17. Likewise, we ought not to speak of grace at such length and with such emphasis that the poison of doing away with liberty is engendered. Hence, as far as is possible with the help of God, one may speak of faith and grace that the divine majesty may be praised. But let it not be done in such a way, above all not in times which are as dangerous as ours, that works and free will suffer harm, or that they are considered of no value.
18. Though the zealous service of God our Lord out of pure love should be esteemed above all, we ought also to praise highly the fear of divine majesty. For not only filial fear but also servile fear is pious and very holy. When nothing higher or more useful is attained, it is very helpful for rising from mortal sin, and once this is accomplished, one may easily advance in filial fear, which is wholly pleasing and agreeable to God our Lord since it is inseparably associated with the love of him.
The Council of Trent (1545-1563) encouraged acceptance of the above 18 points by devout Catholics to prevent the spread of the Protestant vision of Christianity, which it denounced as heresy. The Protestant Reformation had begun with the objection by the theologian and monk Martin Luther (l. 1483-1546) to the Church's policy of selling indulgences. Once Luther's criticisms were accepted and won supporters, the authority of the Church was undermined, and so it was understood that to prevent this from recurring, the teachings of the Church should not be questioned.
Loyola's manual became an important part of the Church's response to Protestantism, not only for the month-long program of spiritual self-improvement but also for the Rules for Thinking with the Church, which applied to every Catholic. After The Council of Trent was underway and had rendered its early decisions on Protestantism, and after the publication of Spiritual Exercises, to call oneself 'Catholic' meant rejecting the claims of Protestant clergy and adhering closely to – as well as defending – the teachings of the Church, even if, in Loyola's words, "what seems to me white, I will believe black" if the Church teaches white as black.

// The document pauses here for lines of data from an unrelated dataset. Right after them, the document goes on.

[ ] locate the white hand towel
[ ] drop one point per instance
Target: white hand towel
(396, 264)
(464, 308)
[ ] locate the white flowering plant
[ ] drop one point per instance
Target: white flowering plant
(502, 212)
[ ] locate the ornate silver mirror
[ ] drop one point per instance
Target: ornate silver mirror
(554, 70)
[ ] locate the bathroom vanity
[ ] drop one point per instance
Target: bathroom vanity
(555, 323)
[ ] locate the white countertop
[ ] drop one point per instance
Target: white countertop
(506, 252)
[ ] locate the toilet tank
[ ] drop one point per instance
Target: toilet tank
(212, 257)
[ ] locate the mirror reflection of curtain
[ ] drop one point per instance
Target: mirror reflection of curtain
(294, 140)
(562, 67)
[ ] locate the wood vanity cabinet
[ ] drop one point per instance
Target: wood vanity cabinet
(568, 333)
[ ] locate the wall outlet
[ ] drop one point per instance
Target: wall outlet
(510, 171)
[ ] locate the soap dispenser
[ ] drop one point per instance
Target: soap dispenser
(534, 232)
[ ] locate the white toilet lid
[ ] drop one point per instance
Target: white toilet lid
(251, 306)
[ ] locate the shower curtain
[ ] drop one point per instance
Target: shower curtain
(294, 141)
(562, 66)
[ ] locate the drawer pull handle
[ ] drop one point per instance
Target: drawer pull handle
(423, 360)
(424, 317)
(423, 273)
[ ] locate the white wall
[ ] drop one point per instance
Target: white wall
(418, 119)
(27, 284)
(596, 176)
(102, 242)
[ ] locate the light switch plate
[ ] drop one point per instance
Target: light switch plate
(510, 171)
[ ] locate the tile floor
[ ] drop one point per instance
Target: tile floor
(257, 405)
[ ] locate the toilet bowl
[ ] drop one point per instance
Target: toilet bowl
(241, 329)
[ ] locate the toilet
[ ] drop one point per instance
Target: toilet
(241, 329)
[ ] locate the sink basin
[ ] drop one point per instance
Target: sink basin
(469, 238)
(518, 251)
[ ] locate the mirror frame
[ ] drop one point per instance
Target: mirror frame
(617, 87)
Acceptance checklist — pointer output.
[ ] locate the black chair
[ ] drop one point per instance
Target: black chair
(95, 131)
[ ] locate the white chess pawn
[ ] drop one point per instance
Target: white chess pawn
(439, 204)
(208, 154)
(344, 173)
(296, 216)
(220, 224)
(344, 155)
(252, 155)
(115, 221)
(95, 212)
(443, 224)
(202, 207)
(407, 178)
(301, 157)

Loyola's Spiritual Exercises were initially used for instruction of candidates for the order but, in time, became a teaching tool for Catholics who wanted to submit to the discipline for a closer relationship with God. By following Loyola's four-week course, it was understood one could experience significant spiritual transformation. In the modern era, the manual has also come to be used by Protestant denominations as a guide in religious retreats or for personal reflection and spiritual work while continuing to be understood as a classic of Catholic Counter-Reformation literature and spiritual literature in general.